Efforts to unionize managers could make it harder for cities to trim their budgets, according to Michael Kolb, executive director of the National Public Employer Labor Relations Association, a trade group for high-level government managers, who often negotiate with unions. "It’s a roadblock to balance the budget, because it’s another process you have to go through," he said.

While nonunion supervisory workers represent just a small slice of government employees, in many cases they are "on the chopping block first" because governments can reduce pay and benefits unilaterally, according to Mr. Kolb.

That’s what happened in Emeryville, Calif., a small city just across the bay from San Francisco.

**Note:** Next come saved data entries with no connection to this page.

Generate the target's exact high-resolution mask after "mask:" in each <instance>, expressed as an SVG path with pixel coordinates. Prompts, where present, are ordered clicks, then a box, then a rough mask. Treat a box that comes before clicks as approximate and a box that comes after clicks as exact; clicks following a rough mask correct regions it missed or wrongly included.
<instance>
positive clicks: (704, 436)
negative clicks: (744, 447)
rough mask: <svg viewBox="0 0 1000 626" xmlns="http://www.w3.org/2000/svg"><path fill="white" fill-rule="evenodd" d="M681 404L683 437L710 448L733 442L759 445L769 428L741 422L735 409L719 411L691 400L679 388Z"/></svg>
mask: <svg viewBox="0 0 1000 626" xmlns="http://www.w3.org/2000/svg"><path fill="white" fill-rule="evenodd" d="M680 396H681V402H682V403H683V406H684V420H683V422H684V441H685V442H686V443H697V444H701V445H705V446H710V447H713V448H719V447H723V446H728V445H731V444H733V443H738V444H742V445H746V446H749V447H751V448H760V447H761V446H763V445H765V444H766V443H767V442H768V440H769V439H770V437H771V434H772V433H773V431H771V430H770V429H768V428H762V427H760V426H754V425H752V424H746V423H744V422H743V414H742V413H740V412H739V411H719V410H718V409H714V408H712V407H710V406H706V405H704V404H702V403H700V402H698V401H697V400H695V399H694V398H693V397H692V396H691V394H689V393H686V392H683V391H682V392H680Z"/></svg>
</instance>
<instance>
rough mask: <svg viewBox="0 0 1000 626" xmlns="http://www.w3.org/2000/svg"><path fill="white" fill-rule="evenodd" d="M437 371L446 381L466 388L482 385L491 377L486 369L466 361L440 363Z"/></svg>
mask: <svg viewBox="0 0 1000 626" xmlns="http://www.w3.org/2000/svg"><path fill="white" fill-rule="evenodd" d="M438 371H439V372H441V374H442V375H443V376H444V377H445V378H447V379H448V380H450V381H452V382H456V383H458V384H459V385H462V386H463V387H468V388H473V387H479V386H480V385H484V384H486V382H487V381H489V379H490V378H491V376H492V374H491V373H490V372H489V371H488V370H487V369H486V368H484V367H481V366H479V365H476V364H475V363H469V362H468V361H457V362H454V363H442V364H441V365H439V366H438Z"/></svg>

Last summer, Emeryville managers lost the ability to get cash in lieu of certain days off.

Hoping to ward off more anticipated cuts, some two dozen managers formed the Confidential, Administrative, Managerial and Professional Employees union late last year. Margaret O’Brien, the new union’s president, cited a July city council meeting, when a council member said the city was cutting managers’ benefits because, unlike with unions, they could do so without negotiating. "The question becomes at what point do they stop imposing because they can?" Ms. O’Brien said.

Ms. O’Brien has never been in a union and said it felt "a little unusual" being a union president now. Her small group was decidedly against affiliating with a national group, such as the Service Employees International Union that represents many of the city’s lower-level workers. "The overwhelming concern was when you associate with a national group, their politics can be your politics," she said.

Public-sector unions at the state and local levels have no federal protection and are governed by state law. Twenty-five states and the District of Columbia give collective bargaining rights to most types of public workers, according to the American Federation of State, County and Municipal Employees.

Managers at the state and local level can typically join unions, in contrast to private-sector managers, who are generally barred from joining unions under federal labor law. Public-sector managers often form their own bargaining units, but in some cases they can join the same unions as their staff, creating potential bargaining conflicts over pensions and other issues.

State and local tax revenues, though once again growing, are still below peak levels in 2008, and money from the 2009 federal stimulus act, which helped prop up budgets, has been largely spent. Concerns about cities’ ability to get their fiscal houses in order have roiled the municipal bond market, raising borrowing costs for many cities.

In general, unions have had more success organizing new members in the public sector, compared with the private sector, which is one reason a majority of union members now work for the government. Unions win more than 90% of organizing elections in the public sector, compared with roughly 65% in the private sector, according to Kate Bronfenbrenner, director of labor education research at Cornell University. She attributes the higher success rate partly to less opposition by government agencies to union organizing.